I can run this sample without errors locally. Is it not working for you?

Steve_Hu · November 13, 2019, 1:13am

yeah,i can run this sample without errors too, but my real project code is still wrong…if i change the source code like pre post and make the project can run, from the view of hook function that change the layer output, can i do that?

albanD · November 13, 2019, 1:17am

Sorry I’m not sure to understand your question here, could you reformulate it?

Steve_Hu · November 13, 2019, 1:22am

I mean, now my example can run through, but my project will still report an error. In my previous post, I can modify the code in the ‘module.py’ so that the project does not report an error, but you said that the error still exists, but I want to know if this still existing error will affect my purpose of using hooks, that is, modifying the layer output results.

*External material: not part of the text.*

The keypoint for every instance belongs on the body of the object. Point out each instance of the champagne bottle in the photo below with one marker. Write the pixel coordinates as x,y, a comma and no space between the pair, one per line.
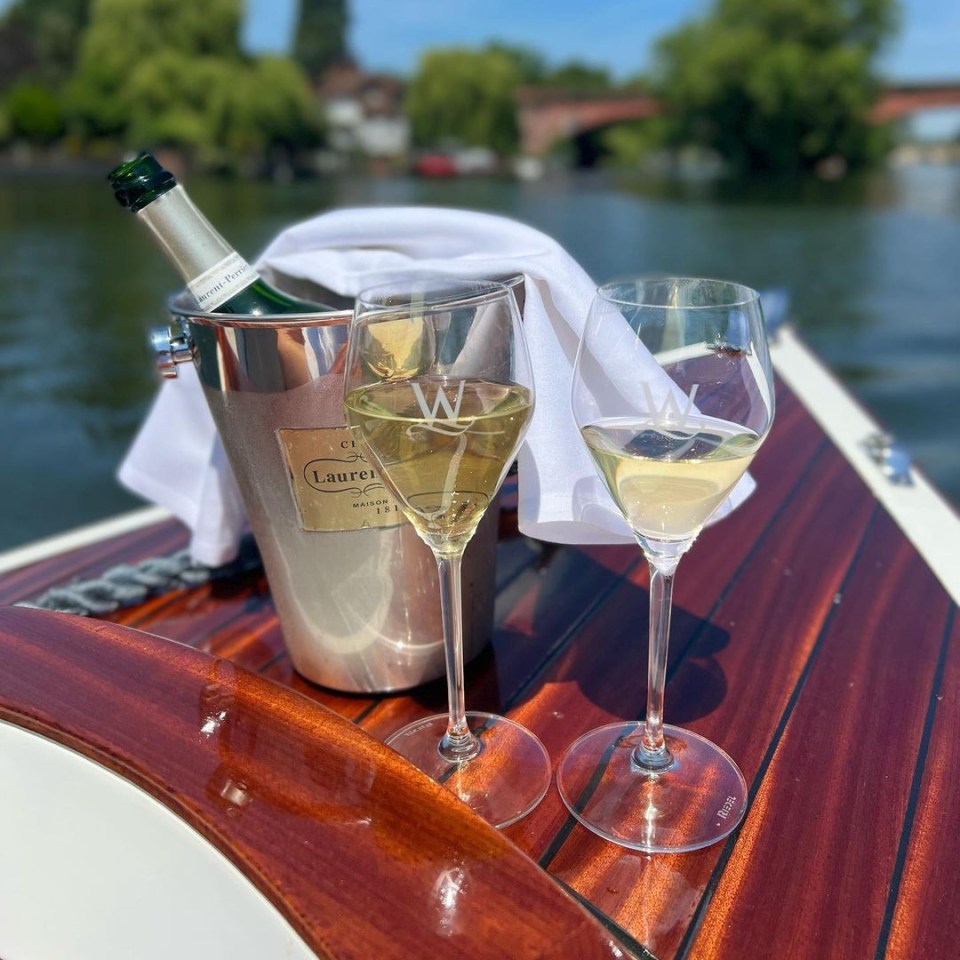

albanD · November 13, 2019, 1:42am

I am not sure exactly what will happen here.
Most likely, since the hook list was copied before, all the original hooks will run irrelevant of how you modify them during the for loop.

The bigger problem is that it is going to be complex for you to keep changing the module.py file to hack around the problem in your code. In the mid/long term, it will be more time efficient I think to fix your code.

Steve_Hu · November 13, 2019, 1:53am

right, i am tring to find the problems in my code…thx all right

Steve_Hu · November 19, 2019, 9:34am

the hook problem ,it seems a runtime error, it can run 250 iteration and suddenly error…i think it’s not my code error.

albanD · November 19, 2019, 2:34pm

If you give me a code sample that reproduces the issue, I can take a closer look.